THE word "can't" isn't in Westmead drummer Andrew Hewitt's vocabulary.
On stage, he looks like just another musician.
It's not until afterwards people realise he's in a wheelchair and has cerebral palsy.
"My parents gave me a drum kit when I was 10 because I was never able to play sport," he said.
"It drove my parents mad.
"Now, my drum room at home resembles a music store."
Mr Hewitt is a founding member of Can-Do Musos, an organisation established in New York in 2013 to give musicians with a disability a voice.
Its website features 200 musicians from 22 countries from bedroom players to full-time touring professionals.
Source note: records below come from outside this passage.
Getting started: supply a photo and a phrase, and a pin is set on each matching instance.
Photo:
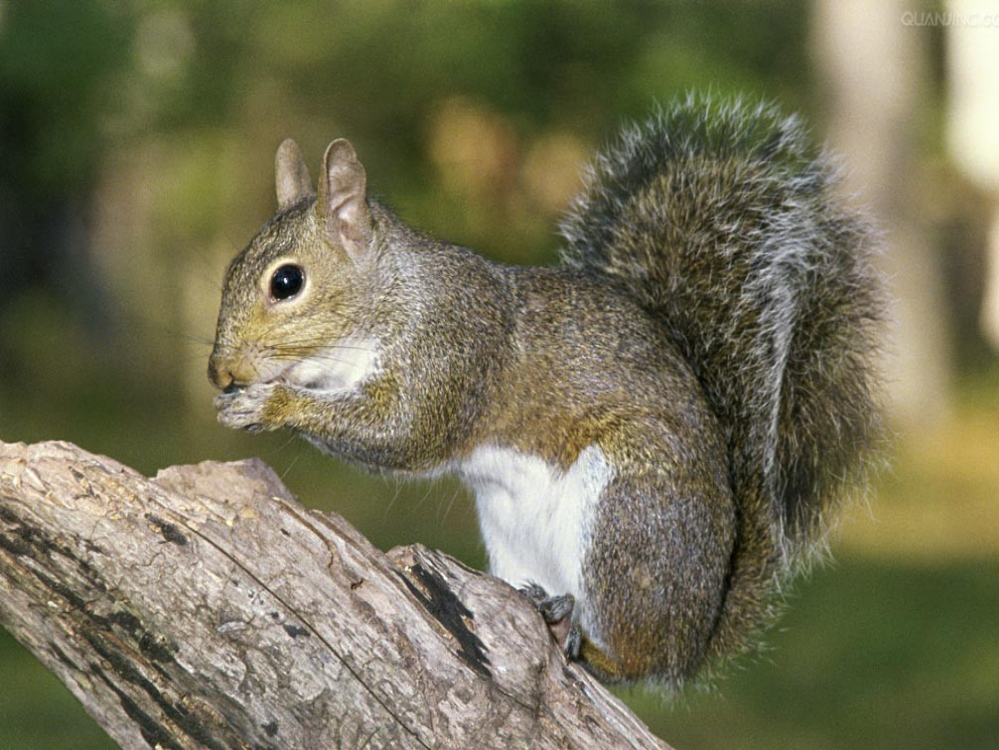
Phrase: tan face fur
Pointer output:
(263, 333)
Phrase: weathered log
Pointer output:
(208, 608)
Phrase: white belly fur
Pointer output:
(536, 519)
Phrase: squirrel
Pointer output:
(656, 431)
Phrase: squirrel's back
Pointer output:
(722, 221)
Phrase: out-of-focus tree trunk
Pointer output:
(873, 67)
(973, 122)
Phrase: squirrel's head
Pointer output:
(297, 287)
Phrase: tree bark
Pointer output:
(207, 608)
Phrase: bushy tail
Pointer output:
(722, 221)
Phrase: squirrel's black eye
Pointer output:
(287, 281)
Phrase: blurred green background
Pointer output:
(136, 148)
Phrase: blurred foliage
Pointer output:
(137, 140)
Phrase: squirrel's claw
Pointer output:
(556, 611)
(244, 409)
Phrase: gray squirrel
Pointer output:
(656, 431)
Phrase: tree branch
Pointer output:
(208, 608)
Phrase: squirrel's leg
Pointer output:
(656, 574)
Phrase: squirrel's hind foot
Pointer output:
(557, 614)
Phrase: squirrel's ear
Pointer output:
(291, 176)
(343, 198)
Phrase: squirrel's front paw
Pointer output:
(246, 408)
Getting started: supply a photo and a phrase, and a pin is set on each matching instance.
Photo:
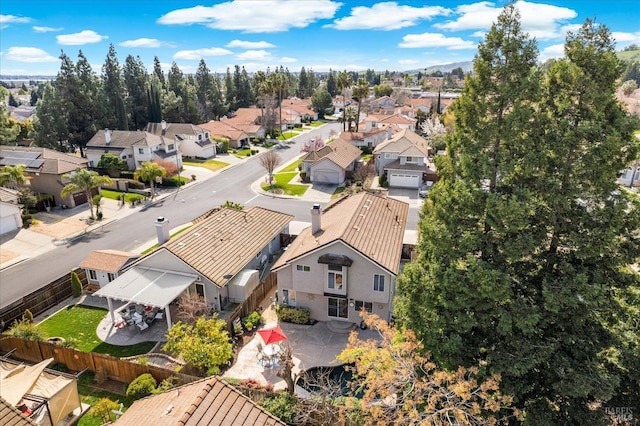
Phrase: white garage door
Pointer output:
(326, 176)
(401, 180)
(7, 224)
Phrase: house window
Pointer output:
(360, 305)
(378, 282)
(335, 278)
(337, 308)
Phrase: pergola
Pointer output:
(146, 286)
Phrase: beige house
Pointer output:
(209, 401)
(193, 141)
(44, 169)
(208, 259)
(347, 260)
(331, 163)
(104, 266)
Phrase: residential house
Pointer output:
(223, 129)
(44, 168)
(405, 160)
(134, 147)
(249, 120)
(210, 401)
(193, 141)
(347, 260)
(104, 266)
(208, 259)
(369, 139)
(332, 163)
(10, 211)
"It's about giving people with disability an opportunity and changing people's perceptions," Mr Hewitt said.
"I do it for people I believe deserve the same chances that I have had."
He also runs disability programs that teach reading, spelling, maths and basic life skills using hand drums and percussion.
"Everyone has the right to be able to express themselves musically.
"I have always told my students, if it won't work one way . . . we find another.
"The word CAN'T stays outside my studio door."
Mr Hewitt has been playing in bands since he was a 19-year-old.
"It's been a tough battle," he said.
"Acceptance has always been a tough one, especially in the music industry, where if you look a little different, you don't get the gig.
"I have been lucky, have played with some really understanding musos but then again I have had my let-downs, too.
"People need to stop feeling sorry for a musician with a disability.
"We are in it for the same reasons as everyone else."
A fund-raising page is to help Mr Hewitt and his wife Jen get to the NAMM Show in California in January.
It's an international music trades show and conference, where he hopes to raise awareness about Can-Do Musos.
More than $1000 has been raised towards the $5000 target.
People who donate go into a draw to win a prize pack from Australian rock band The Living End.